6月22日――クローズドβテストのシステムが、一部を除いて製品版準拠になった。それにあわせて、初のフィールドとなる“試練場”が公開された。スタッフが最初の攻略まで1週間はかかるだろうと見ていたフィールドが実装されたのだ。しかしそれは、実装から2時間後にはクリアされてしまった。しかもパーティメンバーは2人だけ。つまりわたしとシンだ。これが騒動の発端となった。
同11時32分、『Xちゃんねる』のPOスレに、わたしたちのことが書き込まれた。どうやら速報を伝えるためだけにログアウトしたテスターがいたらしい。そういうわけで、その日の午後には、わたしたちに関する情報がネット中を飛び交いはじめた。
同20時頃、『マトメ』に試練場関係の情報が載り、最初の攻略者としてシンとわたしのアバターネームが記載された。
同20時20分頃、公式サイトにわたしたちの外装の顔写真を含む例のニュースが掲載された。このあたりから、本格的な試練場祭り(?)が始まった。

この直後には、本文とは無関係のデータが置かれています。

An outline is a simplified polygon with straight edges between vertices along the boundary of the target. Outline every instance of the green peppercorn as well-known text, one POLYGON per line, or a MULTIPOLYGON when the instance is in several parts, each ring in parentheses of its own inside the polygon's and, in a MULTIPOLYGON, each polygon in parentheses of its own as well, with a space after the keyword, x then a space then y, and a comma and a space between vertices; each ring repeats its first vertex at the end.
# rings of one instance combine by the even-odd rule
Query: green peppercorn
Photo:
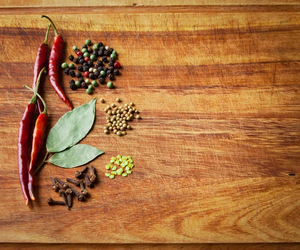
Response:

土曜の夜ということもあり、試練場祭りは加速しまくった。
そして同20時47分、『Xちゃんねる』のPOスレに、わたしの騙りが現れた。
- 108 名前:LIN 投稿日:X0/06/22 20:47:20 ID:********
呼ばれたのできてみました(w
わたしがママと一緒に、おばあちゃんと対決していた時間なのだから、どう考えてもニセモノだ。だが、スレの住人は、これを本物だと考えたらしい。中にはニセモノだと指摘する人もいたが、
――病気でずっと入院しています。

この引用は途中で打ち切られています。